O resultado derruba o mito de que universidades adeptas ao sistema abrigariam entre os calouros uma leva de alunos despreparados, o que levaria à queda na qualidade de ensino das instituições públicas.

A média dos aprovados foi de 64,1 – a prova valia 100 pontos. Num cenário que se não levasse em conta a procedência do estudante, seriam selecionadas as 1,5 mil melhores notas. A média da nova lista seria de 64,4, uma diferença de menos de meio ponto. Sem a reserva, passariam no vestibular 908 alunos (60% do total) de escolas particulares e 592 das públicas.

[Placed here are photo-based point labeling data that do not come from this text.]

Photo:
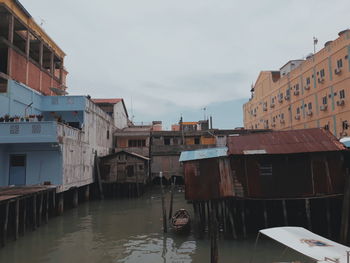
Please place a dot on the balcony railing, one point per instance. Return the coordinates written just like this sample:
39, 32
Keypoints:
36, 132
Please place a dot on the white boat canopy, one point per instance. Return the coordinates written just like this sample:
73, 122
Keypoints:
309, 244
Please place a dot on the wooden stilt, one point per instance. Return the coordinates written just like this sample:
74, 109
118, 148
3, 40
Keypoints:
47, 207
75, 197
344, 227
308, 213
60, 204
172, 198
214, 255
328, 216
16, 219
87, 193
244, 228
5, 225
285, 215
41, 208
34, 213
265, 214
232, 223
165, 228
24, 217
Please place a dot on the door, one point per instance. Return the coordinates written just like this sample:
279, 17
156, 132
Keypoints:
17, 170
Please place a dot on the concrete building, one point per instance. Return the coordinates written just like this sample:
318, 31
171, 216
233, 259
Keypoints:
27, 54
309, 93
50, 139
116, 109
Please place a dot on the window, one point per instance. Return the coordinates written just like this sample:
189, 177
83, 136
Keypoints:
265, 169
308, 81
322, 73
339, 63
324, 100
342, 94
137, 143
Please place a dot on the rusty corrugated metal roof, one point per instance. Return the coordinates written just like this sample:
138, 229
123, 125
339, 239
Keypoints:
285, 142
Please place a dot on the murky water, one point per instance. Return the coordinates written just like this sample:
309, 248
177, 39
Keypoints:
127, 231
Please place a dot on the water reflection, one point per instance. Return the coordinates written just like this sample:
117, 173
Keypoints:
126, 231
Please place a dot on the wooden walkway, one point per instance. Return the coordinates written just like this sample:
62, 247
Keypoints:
24, 207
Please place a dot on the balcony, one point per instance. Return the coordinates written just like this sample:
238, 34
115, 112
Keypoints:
28, 132
36, 132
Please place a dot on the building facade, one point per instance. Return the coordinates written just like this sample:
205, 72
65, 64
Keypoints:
27, 54
309, 93
50, 139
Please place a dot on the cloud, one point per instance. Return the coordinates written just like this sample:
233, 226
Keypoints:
173, 56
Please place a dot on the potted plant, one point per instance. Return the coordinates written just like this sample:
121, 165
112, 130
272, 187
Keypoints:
31, 117
39, 117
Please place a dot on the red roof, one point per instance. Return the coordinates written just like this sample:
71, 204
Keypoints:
107, 101
284, 142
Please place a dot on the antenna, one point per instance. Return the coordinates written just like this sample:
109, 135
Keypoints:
204, 112
315, 43
132, 111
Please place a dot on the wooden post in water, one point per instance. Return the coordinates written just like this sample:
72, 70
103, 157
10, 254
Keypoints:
5, 225
16, 219
344, 227
165, 228
172, 198
214, 255
34, 212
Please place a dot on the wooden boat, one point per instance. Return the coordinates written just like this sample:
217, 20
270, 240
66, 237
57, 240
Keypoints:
181, 221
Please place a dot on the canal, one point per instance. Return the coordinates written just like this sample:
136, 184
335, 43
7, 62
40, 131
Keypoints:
128, 230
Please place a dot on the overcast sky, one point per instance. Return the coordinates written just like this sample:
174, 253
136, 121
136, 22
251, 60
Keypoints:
167, 58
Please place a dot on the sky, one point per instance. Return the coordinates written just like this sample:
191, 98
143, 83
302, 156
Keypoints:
174, 58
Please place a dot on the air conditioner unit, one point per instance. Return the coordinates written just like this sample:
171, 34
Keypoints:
320, 80
340, 102
337, 71
323, 107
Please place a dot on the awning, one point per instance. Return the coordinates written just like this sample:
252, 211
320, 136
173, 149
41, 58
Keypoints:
308, 244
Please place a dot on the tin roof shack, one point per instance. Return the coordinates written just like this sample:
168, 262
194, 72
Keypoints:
124, 174
207, 174
281, 164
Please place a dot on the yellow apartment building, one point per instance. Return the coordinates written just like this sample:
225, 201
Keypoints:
309, 93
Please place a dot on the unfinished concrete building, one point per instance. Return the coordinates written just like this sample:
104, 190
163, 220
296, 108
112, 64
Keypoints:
27, 54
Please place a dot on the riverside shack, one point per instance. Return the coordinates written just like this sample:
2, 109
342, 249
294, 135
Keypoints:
296, 163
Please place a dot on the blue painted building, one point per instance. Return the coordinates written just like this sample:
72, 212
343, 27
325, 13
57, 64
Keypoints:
58, 149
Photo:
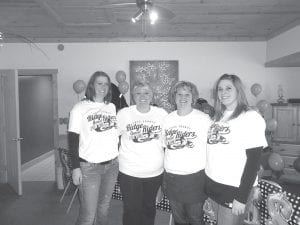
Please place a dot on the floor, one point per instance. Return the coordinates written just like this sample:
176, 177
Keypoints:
41, 171
39, 204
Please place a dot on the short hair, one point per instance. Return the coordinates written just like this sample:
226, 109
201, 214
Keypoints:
140, 84
242, 102
90, 92
185, 85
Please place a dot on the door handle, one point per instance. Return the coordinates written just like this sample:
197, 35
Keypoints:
17, 139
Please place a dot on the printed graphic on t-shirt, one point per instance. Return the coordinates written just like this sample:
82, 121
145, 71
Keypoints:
179, 138
217, 134
101, 122
143, 131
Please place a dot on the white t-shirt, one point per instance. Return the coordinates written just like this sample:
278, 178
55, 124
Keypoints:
96, 125
227, 144
185, 141
141, 151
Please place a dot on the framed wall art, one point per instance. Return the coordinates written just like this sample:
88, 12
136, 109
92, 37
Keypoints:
160, 74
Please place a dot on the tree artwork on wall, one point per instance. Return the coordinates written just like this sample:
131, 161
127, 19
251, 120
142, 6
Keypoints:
160, 74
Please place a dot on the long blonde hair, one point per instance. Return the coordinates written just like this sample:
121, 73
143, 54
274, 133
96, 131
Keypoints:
242, 102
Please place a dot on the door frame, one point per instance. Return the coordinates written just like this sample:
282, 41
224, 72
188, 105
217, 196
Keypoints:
53, 74
37, 72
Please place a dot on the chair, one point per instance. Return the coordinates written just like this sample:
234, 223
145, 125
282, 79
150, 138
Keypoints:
65, 159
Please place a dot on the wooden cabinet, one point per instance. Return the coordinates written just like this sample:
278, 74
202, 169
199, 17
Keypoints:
288, 120
286, 138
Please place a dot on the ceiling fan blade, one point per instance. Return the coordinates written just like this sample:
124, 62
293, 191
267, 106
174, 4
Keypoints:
112, 5
164, 13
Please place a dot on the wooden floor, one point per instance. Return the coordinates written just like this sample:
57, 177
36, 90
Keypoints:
41, 171
39, 204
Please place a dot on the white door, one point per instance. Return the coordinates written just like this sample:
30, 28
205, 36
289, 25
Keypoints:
12, 129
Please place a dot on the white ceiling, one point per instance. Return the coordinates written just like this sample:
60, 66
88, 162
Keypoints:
110, 20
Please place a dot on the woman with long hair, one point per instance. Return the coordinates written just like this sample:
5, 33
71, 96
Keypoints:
93, 142
234, 145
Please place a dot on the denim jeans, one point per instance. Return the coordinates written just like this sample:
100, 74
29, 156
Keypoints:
139, 199
187, 213
221, 214
95, 192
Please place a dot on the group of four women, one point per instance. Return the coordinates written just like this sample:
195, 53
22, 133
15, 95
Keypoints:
200, 163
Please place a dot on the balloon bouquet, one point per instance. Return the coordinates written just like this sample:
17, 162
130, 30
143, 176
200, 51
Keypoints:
274, 161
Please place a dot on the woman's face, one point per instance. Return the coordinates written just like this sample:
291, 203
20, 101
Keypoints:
227, 94
101, 86
142, 96
183, 98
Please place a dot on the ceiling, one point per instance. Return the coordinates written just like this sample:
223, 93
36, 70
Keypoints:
110, 20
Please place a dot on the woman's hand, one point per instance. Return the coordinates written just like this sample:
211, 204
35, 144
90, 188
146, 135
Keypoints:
77, 176
238, 208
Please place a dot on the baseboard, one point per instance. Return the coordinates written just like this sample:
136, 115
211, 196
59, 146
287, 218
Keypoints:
36, 160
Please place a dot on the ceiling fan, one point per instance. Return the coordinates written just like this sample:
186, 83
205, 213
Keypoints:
149, 8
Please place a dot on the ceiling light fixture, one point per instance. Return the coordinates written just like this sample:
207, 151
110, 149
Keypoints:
145, 8
137, 16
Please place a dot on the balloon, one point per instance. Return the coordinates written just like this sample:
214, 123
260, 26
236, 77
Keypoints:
79, 86
256, 89
262, 105
120, 76
297, 164
271, 124
123, 87
159, 196
276, 162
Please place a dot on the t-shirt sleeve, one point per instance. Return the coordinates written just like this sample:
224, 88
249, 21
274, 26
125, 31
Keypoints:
254, 131
120, 121
75, 120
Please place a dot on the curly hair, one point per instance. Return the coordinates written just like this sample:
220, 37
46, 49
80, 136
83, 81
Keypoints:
90, 92
185, 85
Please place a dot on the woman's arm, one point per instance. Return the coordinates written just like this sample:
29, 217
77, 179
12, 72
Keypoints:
73, 139
247, 180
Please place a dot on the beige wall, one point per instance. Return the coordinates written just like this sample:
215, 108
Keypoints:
284, 44
199, 62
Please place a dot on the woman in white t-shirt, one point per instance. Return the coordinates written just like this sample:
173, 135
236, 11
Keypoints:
141, 156
185, 134
93, 142
234, 145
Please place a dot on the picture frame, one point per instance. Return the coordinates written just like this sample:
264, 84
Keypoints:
160, 74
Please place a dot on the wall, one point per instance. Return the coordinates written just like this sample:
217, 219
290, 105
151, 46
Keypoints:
199, 62
284, 44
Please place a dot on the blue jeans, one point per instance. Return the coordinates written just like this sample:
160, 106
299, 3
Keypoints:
221, 214
95, 192
139, 199
187, 213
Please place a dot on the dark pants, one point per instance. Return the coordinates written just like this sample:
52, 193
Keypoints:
187, 213
139, 199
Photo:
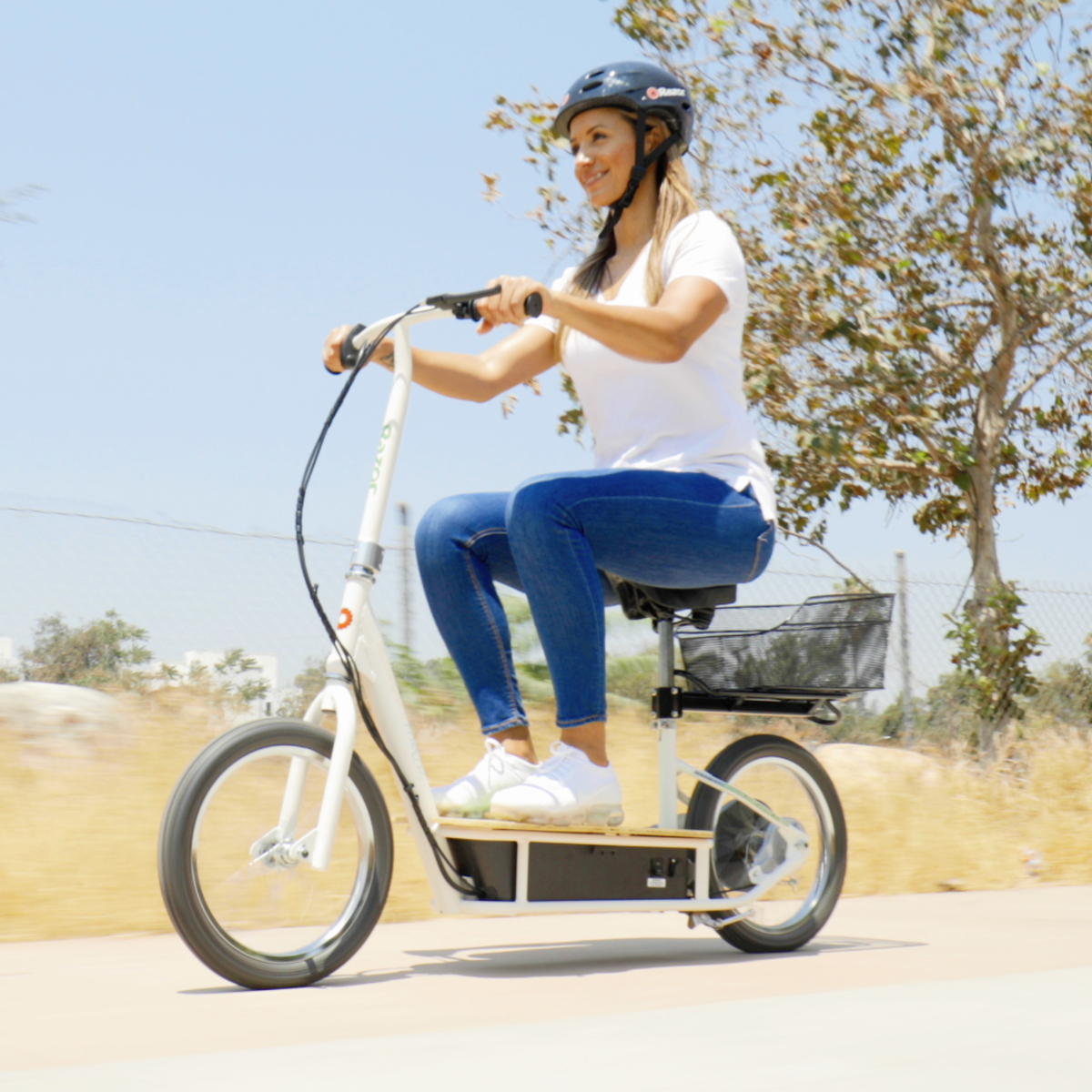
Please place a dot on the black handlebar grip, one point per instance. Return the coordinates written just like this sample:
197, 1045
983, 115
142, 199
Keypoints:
532, 308
349, 354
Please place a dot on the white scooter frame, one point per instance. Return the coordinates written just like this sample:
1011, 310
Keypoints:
360, 636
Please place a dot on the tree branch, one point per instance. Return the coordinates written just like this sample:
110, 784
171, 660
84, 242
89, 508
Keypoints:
819, 545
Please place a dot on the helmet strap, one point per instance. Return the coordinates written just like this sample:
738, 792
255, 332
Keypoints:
638, 172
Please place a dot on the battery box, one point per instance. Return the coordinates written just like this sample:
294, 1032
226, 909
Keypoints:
561, 872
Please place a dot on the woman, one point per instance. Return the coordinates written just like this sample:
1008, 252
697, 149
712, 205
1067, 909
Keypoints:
649, 327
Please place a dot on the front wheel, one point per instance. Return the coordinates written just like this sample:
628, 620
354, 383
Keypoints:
792, 784
249, 905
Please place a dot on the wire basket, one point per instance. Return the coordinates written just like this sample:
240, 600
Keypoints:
829, 643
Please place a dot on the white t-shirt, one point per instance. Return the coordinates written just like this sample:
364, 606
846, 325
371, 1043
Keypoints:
691, 415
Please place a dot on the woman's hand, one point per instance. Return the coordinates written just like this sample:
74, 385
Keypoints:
508, 306
331, 350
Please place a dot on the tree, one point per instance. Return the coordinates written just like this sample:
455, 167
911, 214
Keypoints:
101, 653
912, 186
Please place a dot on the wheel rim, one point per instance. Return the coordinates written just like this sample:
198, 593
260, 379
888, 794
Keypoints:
794, 795
270, 905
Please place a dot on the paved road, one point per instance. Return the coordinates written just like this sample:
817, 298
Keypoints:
987, 991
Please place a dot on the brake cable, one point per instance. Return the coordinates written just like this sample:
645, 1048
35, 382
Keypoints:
463, 306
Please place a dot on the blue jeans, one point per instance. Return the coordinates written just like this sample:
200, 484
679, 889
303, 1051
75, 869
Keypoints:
552, 539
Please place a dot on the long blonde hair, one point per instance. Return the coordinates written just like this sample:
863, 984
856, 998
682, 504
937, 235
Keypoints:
675, 201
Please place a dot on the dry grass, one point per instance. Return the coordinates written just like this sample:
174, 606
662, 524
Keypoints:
81, 825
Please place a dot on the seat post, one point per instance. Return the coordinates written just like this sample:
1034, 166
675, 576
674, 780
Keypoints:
665, 730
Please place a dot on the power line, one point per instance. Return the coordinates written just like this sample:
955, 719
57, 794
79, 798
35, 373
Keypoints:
178, 525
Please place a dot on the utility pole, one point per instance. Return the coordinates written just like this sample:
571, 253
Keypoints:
907, 713
407, 580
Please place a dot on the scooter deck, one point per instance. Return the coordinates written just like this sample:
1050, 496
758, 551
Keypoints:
527, 828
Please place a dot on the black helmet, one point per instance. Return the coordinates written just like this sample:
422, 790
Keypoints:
639, 86
636, 85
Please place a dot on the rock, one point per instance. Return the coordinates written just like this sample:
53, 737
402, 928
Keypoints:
48, 714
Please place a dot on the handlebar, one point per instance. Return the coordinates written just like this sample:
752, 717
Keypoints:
462, 306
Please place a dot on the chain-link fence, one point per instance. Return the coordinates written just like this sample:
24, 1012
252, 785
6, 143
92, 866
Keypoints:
199, 589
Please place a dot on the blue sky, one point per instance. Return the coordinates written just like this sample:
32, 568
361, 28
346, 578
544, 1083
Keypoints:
227, 183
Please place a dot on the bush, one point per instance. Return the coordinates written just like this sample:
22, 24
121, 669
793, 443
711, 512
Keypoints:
101, 653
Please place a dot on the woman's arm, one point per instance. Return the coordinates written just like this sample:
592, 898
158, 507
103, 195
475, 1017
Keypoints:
660, 334
474, 378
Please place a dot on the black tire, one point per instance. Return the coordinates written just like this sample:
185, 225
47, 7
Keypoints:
736, 827
258, 751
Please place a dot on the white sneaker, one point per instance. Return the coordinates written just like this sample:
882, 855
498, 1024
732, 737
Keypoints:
470, 794
566, 789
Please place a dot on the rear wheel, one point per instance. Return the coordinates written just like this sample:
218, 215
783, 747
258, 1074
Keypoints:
791, 782
250, 905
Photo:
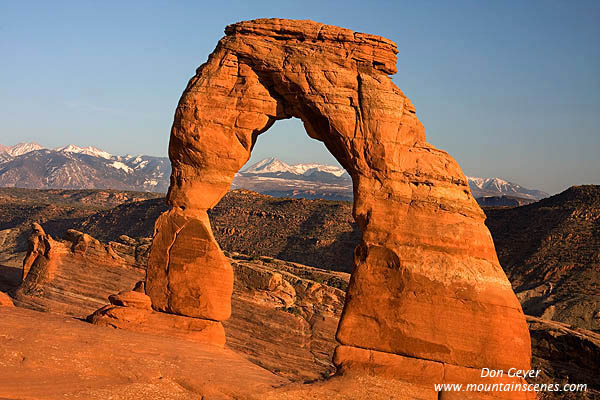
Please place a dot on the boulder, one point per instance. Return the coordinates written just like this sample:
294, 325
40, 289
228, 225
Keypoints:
74, 276
131, 298
5, 300
159, 323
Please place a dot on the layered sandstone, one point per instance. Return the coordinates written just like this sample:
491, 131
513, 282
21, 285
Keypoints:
427, 283
5, 300
76, 275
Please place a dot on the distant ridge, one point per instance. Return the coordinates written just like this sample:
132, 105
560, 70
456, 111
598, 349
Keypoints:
31, 165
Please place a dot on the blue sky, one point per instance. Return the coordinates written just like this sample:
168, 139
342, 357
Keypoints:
508, 88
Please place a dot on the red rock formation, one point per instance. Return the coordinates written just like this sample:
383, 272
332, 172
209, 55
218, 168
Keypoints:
5, 300
427, 282
76, 275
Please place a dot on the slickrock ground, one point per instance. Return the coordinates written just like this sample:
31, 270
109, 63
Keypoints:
75, 276
284, 318
47, 356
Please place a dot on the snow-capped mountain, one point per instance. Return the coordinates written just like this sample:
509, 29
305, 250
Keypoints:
481, 187
20, 149
274, 165
30, 165
89, 150
277, 178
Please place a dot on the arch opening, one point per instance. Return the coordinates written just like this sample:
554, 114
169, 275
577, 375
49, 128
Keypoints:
425, 251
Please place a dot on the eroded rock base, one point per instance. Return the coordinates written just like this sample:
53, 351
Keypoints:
170, 325
354, 361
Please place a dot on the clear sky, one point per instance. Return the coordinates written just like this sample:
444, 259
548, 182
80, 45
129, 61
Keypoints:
508, 88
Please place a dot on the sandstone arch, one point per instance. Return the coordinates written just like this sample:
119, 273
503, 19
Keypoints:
427, 283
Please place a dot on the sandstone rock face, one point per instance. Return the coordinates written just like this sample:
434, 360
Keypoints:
74, 276
5, 300
427, 283
158, 323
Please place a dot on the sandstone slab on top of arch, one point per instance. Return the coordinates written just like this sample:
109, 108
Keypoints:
427, 282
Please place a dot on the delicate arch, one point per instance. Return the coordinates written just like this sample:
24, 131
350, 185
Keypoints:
427, 282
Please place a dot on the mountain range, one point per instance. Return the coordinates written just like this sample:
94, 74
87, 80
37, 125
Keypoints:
30, 165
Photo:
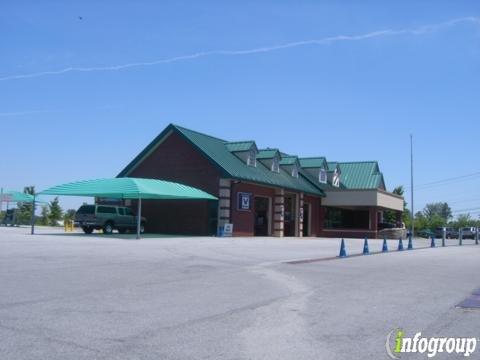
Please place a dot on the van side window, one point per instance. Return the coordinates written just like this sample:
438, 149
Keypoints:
106, 210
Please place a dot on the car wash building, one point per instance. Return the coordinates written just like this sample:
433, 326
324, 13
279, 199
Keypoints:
262, 192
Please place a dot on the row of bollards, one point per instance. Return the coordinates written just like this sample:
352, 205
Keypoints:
366, 249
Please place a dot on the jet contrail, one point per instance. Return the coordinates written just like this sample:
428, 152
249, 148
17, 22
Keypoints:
324, 41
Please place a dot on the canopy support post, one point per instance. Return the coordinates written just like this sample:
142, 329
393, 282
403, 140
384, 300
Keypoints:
139, 217
32, 220
1, 200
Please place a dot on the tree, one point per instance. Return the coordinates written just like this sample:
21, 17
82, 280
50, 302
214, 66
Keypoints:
45, 216
56, 212
24, 213
439, 209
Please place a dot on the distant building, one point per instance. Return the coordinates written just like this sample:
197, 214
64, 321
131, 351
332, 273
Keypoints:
262, 192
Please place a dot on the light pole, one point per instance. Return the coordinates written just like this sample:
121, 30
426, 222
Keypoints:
412, 215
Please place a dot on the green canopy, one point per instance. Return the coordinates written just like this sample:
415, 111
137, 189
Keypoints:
129, 188
17, 196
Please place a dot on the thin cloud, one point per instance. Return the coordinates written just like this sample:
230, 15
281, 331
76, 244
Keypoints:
324, 41
32, 112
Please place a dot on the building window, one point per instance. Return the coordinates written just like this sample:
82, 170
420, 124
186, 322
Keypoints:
252, 158
322, 177
295, 171
336, 179
275, 165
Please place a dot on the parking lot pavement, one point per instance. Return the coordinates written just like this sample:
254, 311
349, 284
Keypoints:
70, 296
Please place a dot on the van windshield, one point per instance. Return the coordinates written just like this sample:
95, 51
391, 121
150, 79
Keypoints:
86, 209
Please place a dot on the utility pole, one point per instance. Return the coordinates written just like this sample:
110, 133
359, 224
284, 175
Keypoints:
412, 215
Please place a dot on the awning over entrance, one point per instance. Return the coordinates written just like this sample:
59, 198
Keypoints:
130, 188
365, 198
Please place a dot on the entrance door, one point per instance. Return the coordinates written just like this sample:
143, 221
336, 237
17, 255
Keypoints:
289, 216
306, 219
262, 216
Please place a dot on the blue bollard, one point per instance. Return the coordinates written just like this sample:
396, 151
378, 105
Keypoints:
343, 251
366, 251
410, 243
385, 245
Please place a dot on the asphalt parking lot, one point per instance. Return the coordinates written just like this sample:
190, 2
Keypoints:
70, 296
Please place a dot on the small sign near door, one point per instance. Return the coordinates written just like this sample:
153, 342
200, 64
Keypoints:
244, 202
228, 230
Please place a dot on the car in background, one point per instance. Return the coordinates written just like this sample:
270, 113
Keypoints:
468, 232
107, 218
451, 233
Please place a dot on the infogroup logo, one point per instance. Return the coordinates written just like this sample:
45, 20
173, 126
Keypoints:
429, 346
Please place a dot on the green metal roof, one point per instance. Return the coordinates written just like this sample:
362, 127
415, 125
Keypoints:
289, 160
16, 196
313, 162
361, 175
129, 188
229, 165
267, 153
332, 165
240, 145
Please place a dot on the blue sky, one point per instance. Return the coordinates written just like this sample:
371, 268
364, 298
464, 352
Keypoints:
403, 67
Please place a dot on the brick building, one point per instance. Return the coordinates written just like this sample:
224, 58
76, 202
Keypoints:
262, 192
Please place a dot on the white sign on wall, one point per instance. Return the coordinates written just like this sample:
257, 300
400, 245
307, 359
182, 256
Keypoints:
244, 202
227, 230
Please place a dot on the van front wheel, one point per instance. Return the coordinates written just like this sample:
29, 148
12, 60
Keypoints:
108, 228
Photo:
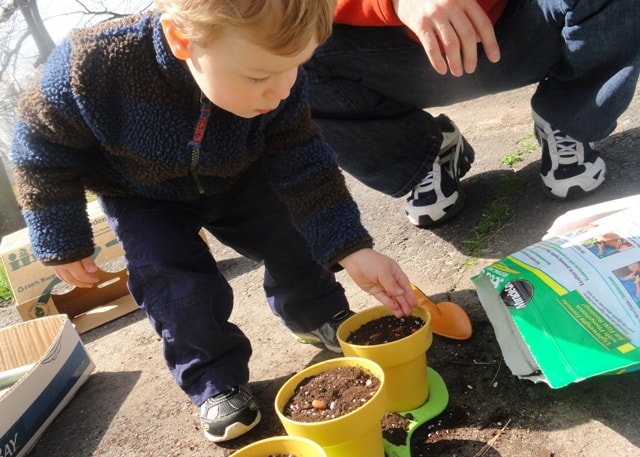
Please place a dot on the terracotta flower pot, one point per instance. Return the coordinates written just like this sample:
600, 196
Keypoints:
282, 445
358, 433
404, 361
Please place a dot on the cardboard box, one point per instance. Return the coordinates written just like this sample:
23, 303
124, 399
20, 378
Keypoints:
57, 365
38, 292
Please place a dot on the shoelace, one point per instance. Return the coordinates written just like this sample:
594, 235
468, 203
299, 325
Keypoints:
425, 185
567, 148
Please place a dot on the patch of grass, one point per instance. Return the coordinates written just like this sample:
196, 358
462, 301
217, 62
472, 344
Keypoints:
525, 146
494, 217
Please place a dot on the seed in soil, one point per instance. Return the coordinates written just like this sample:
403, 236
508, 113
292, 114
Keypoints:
340, 390
385, 329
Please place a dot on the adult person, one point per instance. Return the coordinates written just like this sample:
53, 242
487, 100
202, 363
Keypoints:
389, 60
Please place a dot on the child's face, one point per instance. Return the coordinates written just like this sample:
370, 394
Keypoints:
239, 76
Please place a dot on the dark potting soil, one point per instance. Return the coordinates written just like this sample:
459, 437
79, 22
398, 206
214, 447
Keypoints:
385, 329
333, 393
339, 391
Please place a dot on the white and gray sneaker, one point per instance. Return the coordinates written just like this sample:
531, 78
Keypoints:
439, 196
229, 414
326, 333
569, 168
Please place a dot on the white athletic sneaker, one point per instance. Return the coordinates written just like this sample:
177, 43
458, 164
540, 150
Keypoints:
439, 197
569, 168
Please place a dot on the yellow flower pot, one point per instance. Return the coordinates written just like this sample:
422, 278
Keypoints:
404, 361
282, 445
358, 433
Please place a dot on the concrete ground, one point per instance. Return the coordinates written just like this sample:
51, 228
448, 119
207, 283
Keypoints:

O reitor da UFABC, Hermano Tavares, 65 anos, considera o dado positivo. Para ele, as cotas incentivam que alunos de escolas públicas concorram a uma vaga na universidade. “A reserva de vagas garante ao estudante de baixa renda uma possibilidade real de cursar o ensino superior. O sistema era criticado porque, teoricamente, o cotista passaria no vestibular com nota bem inferior que a obtida pelo candidato da particular. Os resultados mostram o contrário”, avalia.

Dos quase 13 mil inscritos para o vestibular, cerca de 9 mil vieram das escolas gratuitas e 3,4 mil de particulares. O estudante formado em unidade pública precisou superar 11 concorrentes para ser aprovado na UFABC. Entre eles, a média foi de 61,1 pontos. A relação candidato/vaga para alunos vindos de famílias com melhores condições socioeconômicas foi menor, 4,5, com a média de 67,1 pontos.

O ministro da Educação, Fernando Haddad, em visita à região na última quarta-feira, afirmou que a experiência do Grande ABC servirá de parâmetro para outras universidades. O MEC (Ministério da Educação) pretende que todas as instituições federais de ensino superior adotem o mesmo sistema de cotas.

Hoje, segundo dados do MEC, 15 das 54 universidades do governo adotaram voluntariamente o sistema de cotas. “Mas a UFABC é a única que segue à risca o que diz o projeto de lei que queremos aprovar”, sustenta. Desde o início do ano, a Câmara dos Deputados discute a medida, que destina 50% das vagas em instituições federais de ensino superior aos egressos de escolas públicas. Dentro da cota, há ainda reserva para afrodescendentes e indígenas, respeitando a proporção dessas populações, que variar entre os Estados. Na UFABC, 204 vagas foram destinadas a negros e pardos, e duas para indígenas.

Haddad e o reitor Hermano Tavares acreditam que a pequena diferença de notas entre os dois grupos de candidatos indica que a defasagem no ensino diminuiu. Cauteloso, o reitor preferiu não entrar no mérito das semelhanças. O reitor não avaliou se, afinal, foi o ensino público que melhorou ou o privado que piorou.

Otimista, o ministro disse que o aumento da oferta aos alunos carentes deu uma “injeção de ânimo” na escola pública. Ele diz que o sistema de cotas e as vagas do ProUni – bolsas de estudo em universidades particulares – abriram os horizontes de quem conclui o ensino médio em unidades gratuitas.

Discussões pedagógicas à parte, a boa performance dos candidatos de escolas públicas é principalmente atribuída ao esforço dos estudantes. Fernando Haddad diz não ter dúvidas quanto ao futuro desempenho acadêmico dos cotistas.

Desempenho – “A Unicamp (Universidade Estadual de Campinas) também criou mecanismos para incluir estudantes de baixa renda na graduação e a experiência revela que os universitários vindos de escolas públicas têm notas melhores que os vindos das particulares”, disse o pró-reitor de pós-graduação da UFABC, Armando Milioni.

O vice-reitor recorre à história de dois atletas para ilustrar o que acontece quando realidades tão diferentes se encontram no mesmo ponto de partida. “Imagine dois corredores, que se classificaram para a final de uma prova de atletismo com índices muito parecidos. Um deles treinou todos os dias com um tênis de última geração, com técnicos experientes e em pistas adequadas. O outro treinava tanto quanto seu adversário. Porém descalço, sem supervisão e no asfalto. Mesmo assim, nas provas classificatórias conseguiram o mesmo tempo. Em quem você apostaria?”

O professor apostaria todas as fichas no segundo. “Se na adversidade ele evoluiu tanto quanto o outro, em condições iguais ele se destacará.”